Chers amis blogueurs et internautes sur votre douce Terre. Avez-vous déjà eu en face de vous un mort-vivant spécialisé dans le crime organisé ? Non ? Alors prenez la mesure de mon privilège. J’ai véritablement le don de me trouver en face des personnages les plus gracieux de l’univers.

Voyez donc.

Le brillant exemplaire avec lequel j’ai présentement l’honneur de tchatcher s'appelle... à vrai dire son identité m’est inconnue. Peu de gens connaissent son véritablenom. C’est meilleur pour les affaires. Il se fait appeler Tangalore – pseudo dont j’ignore l’origine. C’était autrefois un prince planétaire, tout ce qu’il y a de plus noble, déchu à la suite de je ne sais quel acharnement du sort. Devenu mort-vivant par désespoir et par la grâce de la magie noire, reconverti dans les affaires maffieuses, il a su prospérer dans le crime organisé avec beaucoup de maestria. Il y en a peu dans l’univers qui peuvent se targuer de se faire du fric comme lui. Un mort-vivant bling-bling, en somme.
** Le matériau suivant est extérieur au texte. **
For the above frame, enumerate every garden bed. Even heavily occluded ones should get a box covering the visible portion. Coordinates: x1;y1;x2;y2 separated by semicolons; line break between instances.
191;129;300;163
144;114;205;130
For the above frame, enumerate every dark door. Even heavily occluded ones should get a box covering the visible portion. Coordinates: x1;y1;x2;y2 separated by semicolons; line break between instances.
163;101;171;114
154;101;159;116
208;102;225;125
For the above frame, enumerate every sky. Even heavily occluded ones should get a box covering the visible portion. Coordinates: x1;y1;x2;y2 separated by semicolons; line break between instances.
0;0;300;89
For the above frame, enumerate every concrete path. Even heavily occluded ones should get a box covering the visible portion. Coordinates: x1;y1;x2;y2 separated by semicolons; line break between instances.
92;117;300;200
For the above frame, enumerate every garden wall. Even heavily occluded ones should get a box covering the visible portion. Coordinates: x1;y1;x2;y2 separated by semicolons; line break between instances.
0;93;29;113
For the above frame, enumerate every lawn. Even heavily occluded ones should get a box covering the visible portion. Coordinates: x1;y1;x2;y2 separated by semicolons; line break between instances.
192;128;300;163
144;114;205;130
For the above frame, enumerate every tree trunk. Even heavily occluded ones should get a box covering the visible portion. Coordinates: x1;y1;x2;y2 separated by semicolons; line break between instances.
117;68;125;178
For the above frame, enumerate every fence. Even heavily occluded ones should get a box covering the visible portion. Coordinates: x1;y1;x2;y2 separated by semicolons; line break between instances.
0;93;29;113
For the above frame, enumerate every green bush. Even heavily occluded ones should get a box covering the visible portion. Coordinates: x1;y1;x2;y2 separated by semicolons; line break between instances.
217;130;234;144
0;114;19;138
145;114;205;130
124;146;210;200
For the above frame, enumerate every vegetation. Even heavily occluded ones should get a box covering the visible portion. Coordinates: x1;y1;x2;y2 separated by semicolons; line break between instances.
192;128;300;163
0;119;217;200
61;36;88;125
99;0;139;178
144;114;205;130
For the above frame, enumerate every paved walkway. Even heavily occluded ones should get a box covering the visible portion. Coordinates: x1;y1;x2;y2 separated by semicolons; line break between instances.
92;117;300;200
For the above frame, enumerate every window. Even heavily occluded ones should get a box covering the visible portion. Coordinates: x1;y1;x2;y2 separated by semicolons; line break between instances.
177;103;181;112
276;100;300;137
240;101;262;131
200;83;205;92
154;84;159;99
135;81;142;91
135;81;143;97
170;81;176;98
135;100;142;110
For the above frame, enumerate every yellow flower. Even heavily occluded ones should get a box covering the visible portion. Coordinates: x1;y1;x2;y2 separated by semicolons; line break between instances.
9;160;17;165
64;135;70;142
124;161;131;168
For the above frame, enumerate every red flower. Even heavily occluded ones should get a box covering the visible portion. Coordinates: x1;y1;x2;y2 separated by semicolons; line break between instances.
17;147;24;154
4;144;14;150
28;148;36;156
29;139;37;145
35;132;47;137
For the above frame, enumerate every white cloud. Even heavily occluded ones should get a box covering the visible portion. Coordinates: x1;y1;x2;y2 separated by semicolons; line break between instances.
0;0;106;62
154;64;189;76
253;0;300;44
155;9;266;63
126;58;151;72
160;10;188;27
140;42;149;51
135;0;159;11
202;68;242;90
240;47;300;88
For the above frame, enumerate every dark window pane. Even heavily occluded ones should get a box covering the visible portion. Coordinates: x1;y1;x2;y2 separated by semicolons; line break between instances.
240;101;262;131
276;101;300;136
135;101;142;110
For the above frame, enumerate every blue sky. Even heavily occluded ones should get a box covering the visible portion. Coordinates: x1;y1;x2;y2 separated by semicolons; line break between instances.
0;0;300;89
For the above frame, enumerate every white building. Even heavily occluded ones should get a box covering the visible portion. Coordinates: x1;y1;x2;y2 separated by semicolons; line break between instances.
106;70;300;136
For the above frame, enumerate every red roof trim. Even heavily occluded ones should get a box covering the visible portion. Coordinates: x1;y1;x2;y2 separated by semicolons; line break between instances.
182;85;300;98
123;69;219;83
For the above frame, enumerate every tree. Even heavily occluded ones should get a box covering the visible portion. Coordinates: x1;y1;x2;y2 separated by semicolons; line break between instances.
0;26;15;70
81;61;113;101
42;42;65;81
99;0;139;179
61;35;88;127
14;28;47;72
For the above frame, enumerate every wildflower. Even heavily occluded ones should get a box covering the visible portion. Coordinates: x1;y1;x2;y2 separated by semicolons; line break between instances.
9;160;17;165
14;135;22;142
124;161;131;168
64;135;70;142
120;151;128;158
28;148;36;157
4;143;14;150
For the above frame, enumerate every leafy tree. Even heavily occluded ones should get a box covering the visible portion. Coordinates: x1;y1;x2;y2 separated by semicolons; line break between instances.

Sur le plan physique, ce n’est plus qu’un squelette animé.

Il n’a plus d’yeux, mais il voit comme vous et moi. Il pousse le snobisme jusqu’à fourrer sur iceux une paire de lunettes de soleil. Une casquette blanche renversée est vissée sur le sommet de son crâne. De longs cheveux - sûrement une perruque - cascadent dans son dos. Un cigare est planté entre ses dents, un verre de whisky est coincé entre les os d’une de ses pognes – ne me demandez surtout pas comment il arrive à taffer ou à picoler, il n'a plus rien dans la gorge ni dans la cage thoracique. Des chaînes en or pendouillent sur son thorax. Deux pépées, des humaines du genre canon, minaudent auprès de lui ; il prétend les niquer comme s’il avait ce qu’il fallait entre ses tibias et bien plus encore.

Très curieusement, le bonhomme a décidé de me rendre une petite visite sur mon navire amiral. C’est assez rare qu’un personnage tel que celui-ci se risque à sortir de sa tanière ultra-sécurisée. Je me demande ce qu’il a derrière son crâne.

_ Zhang, mon poto, veux-tu t’envoyer un rail ?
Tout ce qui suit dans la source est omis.